O antigo Estatuto da Ordem dos Advogados do Brasil (Lei n. 4.215 de 27 de abril de 1963) dissertava em seu artigo 68 que “No seu ministério privado o advogado presta serviço público, constituindo, com os juizes e membros do Ministério Público, elemento indispensável à administração da Justiça” (grifei). A detida análise das palavras é elemento essencial de manuseio imprescindível ao hermeneuta. Então vejamos: indispensável, segundo o minidicionário Aurélio é não dispensável, imprescindível. Ora, se o legislador claramente estabeleceu que o advogado é imprescindível à administração da justiça, evidentemente, fere a norma toda tentativa de afastá-lo de certos processos e/ou determinados setores especializados da Justiça.

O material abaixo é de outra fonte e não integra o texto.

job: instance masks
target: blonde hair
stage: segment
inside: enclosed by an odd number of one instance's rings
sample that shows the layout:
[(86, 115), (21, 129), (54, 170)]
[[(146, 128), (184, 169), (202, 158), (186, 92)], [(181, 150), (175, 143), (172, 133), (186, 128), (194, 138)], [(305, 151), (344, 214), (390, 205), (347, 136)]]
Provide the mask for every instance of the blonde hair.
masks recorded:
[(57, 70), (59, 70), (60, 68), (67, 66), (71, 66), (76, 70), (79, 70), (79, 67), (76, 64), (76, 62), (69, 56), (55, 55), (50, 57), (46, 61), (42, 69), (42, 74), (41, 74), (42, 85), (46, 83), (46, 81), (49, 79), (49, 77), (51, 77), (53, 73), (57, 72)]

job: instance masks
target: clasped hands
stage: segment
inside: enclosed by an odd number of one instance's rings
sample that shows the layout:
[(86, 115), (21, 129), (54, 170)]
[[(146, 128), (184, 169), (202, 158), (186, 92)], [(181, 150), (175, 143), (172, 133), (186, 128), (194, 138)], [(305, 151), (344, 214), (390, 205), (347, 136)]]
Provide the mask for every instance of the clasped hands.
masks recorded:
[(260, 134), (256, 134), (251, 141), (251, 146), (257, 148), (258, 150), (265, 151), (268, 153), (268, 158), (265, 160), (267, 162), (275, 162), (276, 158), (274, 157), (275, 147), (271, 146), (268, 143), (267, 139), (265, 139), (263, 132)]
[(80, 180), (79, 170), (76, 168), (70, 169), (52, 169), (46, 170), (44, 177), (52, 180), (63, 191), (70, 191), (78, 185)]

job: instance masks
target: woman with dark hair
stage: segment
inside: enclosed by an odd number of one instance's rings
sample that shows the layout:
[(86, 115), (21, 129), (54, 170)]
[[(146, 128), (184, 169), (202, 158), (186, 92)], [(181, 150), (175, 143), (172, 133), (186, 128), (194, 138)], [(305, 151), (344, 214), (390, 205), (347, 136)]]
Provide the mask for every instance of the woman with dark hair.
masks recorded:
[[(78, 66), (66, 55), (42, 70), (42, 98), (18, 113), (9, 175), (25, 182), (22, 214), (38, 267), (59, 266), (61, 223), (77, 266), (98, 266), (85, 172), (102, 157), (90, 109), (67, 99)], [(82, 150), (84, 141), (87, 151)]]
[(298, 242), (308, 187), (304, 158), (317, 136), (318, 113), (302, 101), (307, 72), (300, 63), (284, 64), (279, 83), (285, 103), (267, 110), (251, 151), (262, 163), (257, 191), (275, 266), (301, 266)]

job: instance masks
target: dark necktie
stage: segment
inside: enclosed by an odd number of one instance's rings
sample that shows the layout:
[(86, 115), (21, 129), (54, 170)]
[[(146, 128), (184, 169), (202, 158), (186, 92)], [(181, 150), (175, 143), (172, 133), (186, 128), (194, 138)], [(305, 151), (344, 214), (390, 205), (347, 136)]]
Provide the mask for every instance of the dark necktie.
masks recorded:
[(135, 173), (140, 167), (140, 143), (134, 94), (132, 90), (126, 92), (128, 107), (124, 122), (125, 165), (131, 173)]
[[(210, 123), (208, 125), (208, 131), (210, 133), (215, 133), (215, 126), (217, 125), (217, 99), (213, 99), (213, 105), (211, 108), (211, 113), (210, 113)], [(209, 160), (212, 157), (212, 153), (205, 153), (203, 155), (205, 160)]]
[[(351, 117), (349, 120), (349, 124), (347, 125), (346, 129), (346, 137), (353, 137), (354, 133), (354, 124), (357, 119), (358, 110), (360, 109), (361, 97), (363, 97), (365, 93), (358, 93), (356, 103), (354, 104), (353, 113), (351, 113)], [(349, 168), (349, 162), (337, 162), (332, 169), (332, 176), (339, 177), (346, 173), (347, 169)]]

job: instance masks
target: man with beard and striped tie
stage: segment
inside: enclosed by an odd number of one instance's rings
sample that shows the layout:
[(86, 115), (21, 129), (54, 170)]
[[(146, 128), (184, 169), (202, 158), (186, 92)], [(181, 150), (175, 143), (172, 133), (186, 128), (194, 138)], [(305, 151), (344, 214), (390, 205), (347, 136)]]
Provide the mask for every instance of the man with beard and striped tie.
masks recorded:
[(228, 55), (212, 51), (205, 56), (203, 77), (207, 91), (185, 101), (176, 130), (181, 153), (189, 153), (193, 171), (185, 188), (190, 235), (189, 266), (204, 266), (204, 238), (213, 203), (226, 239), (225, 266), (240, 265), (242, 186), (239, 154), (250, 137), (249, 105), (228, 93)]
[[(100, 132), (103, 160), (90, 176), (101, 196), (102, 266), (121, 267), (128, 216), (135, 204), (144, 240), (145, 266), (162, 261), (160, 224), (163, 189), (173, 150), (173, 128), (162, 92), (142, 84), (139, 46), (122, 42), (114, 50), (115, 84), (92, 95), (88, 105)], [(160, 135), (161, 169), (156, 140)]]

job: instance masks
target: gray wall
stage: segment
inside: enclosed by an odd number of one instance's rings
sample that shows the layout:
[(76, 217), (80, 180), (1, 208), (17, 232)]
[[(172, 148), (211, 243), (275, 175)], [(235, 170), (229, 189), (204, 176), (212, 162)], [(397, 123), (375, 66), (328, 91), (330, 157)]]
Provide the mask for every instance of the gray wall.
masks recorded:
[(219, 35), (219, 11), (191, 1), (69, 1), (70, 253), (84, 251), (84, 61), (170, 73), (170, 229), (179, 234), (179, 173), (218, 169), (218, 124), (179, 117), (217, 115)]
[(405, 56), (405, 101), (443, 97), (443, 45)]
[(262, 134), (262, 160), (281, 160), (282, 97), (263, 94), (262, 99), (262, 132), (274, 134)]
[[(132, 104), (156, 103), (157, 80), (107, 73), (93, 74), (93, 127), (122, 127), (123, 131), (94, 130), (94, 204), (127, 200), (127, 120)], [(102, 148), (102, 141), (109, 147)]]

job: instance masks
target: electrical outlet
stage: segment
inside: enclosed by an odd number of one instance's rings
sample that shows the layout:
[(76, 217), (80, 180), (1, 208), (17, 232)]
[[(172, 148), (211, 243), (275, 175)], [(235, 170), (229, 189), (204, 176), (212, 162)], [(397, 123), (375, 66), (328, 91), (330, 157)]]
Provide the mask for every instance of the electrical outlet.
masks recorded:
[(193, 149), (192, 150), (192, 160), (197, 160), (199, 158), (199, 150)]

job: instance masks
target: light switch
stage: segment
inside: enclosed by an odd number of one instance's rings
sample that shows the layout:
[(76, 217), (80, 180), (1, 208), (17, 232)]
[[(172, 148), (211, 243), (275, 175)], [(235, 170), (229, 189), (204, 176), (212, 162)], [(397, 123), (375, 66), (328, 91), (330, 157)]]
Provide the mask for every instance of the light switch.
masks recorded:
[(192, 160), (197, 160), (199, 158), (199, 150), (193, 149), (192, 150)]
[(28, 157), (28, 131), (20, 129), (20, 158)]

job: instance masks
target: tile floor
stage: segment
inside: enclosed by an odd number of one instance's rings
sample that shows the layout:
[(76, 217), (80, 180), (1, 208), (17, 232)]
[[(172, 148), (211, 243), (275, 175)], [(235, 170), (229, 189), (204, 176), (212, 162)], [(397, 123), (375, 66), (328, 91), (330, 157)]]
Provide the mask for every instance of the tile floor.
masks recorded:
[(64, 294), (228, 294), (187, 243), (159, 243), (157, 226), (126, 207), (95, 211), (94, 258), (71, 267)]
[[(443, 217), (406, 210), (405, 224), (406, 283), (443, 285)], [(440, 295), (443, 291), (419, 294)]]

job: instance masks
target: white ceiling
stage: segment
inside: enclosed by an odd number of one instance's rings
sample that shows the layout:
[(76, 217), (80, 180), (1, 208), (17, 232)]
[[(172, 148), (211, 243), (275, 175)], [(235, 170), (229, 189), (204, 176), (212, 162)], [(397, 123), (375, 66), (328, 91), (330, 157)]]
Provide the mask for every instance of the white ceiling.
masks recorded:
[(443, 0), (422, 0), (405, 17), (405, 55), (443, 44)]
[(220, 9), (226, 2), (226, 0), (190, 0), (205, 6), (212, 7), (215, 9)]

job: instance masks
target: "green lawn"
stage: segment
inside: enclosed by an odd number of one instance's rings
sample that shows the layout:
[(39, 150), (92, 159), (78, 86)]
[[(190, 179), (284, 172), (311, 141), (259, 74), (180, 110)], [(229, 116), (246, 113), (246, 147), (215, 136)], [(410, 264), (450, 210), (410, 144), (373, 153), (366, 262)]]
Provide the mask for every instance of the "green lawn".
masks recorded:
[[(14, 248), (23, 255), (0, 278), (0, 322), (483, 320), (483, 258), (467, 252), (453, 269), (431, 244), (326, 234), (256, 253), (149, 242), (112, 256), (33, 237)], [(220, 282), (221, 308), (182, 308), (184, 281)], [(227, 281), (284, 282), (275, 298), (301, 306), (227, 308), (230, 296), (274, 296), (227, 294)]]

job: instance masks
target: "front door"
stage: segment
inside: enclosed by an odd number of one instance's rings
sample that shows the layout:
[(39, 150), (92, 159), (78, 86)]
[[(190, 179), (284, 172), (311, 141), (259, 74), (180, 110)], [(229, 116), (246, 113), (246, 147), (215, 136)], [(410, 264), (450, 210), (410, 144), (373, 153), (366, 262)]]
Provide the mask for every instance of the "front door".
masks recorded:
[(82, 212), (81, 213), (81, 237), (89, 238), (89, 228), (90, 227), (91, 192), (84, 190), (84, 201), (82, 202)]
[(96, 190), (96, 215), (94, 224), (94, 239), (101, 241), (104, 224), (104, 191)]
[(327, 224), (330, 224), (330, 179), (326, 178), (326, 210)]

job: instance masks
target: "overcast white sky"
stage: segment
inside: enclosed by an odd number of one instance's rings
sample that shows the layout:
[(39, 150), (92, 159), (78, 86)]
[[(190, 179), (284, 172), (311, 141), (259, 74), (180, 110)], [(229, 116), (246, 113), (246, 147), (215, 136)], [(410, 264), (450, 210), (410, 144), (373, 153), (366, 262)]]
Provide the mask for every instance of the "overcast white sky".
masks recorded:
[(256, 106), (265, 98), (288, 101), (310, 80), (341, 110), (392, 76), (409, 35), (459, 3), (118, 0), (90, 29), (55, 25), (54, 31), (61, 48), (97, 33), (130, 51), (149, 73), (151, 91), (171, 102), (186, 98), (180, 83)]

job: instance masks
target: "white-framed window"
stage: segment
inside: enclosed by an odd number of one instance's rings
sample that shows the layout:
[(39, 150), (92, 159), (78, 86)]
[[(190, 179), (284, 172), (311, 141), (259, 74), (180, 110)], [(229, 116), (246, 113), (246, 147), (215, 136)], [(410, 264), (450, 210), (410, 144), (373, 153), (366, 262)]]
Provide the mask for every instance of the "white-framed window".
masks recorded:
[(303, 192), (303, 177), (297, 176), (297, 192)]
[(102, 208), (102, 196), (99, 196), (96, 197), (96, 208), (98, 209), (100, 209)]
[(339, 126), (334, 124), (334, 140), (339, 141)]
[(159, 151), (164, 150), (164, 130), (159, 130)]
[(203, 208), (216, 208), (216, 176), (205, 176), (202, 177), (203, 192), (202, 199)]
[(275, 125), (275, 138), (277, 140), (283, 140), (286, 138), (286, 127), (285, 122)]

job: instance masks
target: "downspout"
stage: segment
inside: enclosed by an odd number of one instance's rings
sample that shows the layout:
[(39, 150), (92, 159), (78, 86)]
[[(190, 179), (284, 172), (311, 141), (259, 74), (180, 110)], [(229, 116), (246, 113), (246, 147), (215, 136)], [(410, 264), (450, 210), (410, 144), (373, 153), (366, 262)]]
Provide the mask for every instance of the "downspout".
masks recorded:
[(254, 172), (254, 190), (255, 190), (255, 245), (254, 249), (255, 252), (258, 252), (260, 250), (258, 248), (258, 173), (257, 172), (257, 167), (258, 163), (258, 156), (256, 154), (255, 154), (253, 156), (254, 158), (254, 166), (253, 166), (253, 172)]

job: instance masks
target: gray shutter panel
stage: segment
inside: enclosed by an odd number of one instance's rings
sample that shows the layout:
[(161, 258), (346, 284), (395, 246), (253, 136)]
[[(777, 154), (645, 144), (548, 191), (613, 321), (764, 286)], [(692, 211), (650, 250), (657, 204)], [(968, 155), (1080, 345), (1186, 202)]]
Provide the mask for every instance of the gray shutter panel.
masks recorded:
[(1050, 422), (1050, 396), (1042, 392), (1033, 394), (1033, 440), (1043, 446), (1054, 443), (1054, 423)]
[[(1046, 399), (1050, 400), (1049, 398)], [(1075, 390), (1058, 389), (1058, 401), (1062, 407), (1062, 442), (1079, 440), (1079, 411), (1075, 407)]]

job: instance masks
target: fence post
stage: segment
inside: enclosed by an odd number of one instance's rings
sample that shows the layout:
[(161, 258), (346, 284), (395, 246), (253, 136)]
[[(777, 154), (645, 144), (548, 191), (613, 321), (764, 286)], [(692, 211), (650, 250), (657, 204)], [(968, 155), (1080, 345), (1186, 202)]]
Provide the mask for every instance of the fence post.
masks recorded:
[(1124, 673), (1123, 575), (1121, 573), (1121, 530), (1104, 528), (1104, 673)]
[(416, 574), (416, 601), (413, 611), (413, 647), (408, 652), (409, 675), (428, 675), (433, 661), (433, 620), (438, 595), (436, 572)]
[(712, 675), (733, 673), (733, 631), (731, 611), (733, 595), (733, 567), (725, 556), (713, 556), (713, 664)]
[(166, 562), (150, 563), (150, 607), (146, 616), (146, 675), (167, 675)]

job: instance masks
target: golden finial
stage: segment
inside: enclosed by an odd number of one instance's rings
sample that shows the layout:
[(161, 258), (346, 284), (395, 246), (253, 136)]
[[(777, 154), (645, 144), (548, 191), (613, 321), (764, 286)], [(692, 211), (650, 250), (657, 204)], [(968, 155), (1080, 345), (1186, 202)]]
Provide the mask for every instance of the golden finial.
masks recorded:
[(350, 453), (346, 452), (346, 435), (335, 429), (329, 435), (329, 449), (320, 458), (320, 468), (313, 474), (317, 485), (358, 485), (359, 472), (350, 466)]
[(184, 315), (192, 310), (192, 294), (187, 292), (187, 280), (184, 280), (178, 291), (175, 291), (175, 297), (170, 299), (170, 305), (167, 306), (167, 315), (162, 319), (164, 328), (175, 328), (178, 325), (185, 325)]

Dispõe o decreto-lei 4.657, de 4 de setembro de 1942 (Lei de introdução ao Código Civil Brasileiro) em seu art. 2º, § 1º, que “A lei posterior revoga a anterior quando expressamente o declare, quando seja com ela incompatível ou quando regule inteiramente a matéria de que tratava a lei anterior”. (grifei). Com o devido respeito que merecem os que advogam a tese de permanência do jus postulandi ( até porque parecem ser maioria no âmbito do Poder Judiciário ) penso que a argumentação não resiste ao confronto do dispositivo acima referido. Penso que o antigo Estatuto da OAB revogou, naquela ocasião, a possibilidade de postulação pessoal em juízo permitida pelo art. 791 da CLT. Ainda que haja oposição a esta tese, outras existem e serão analisadas na seqüência.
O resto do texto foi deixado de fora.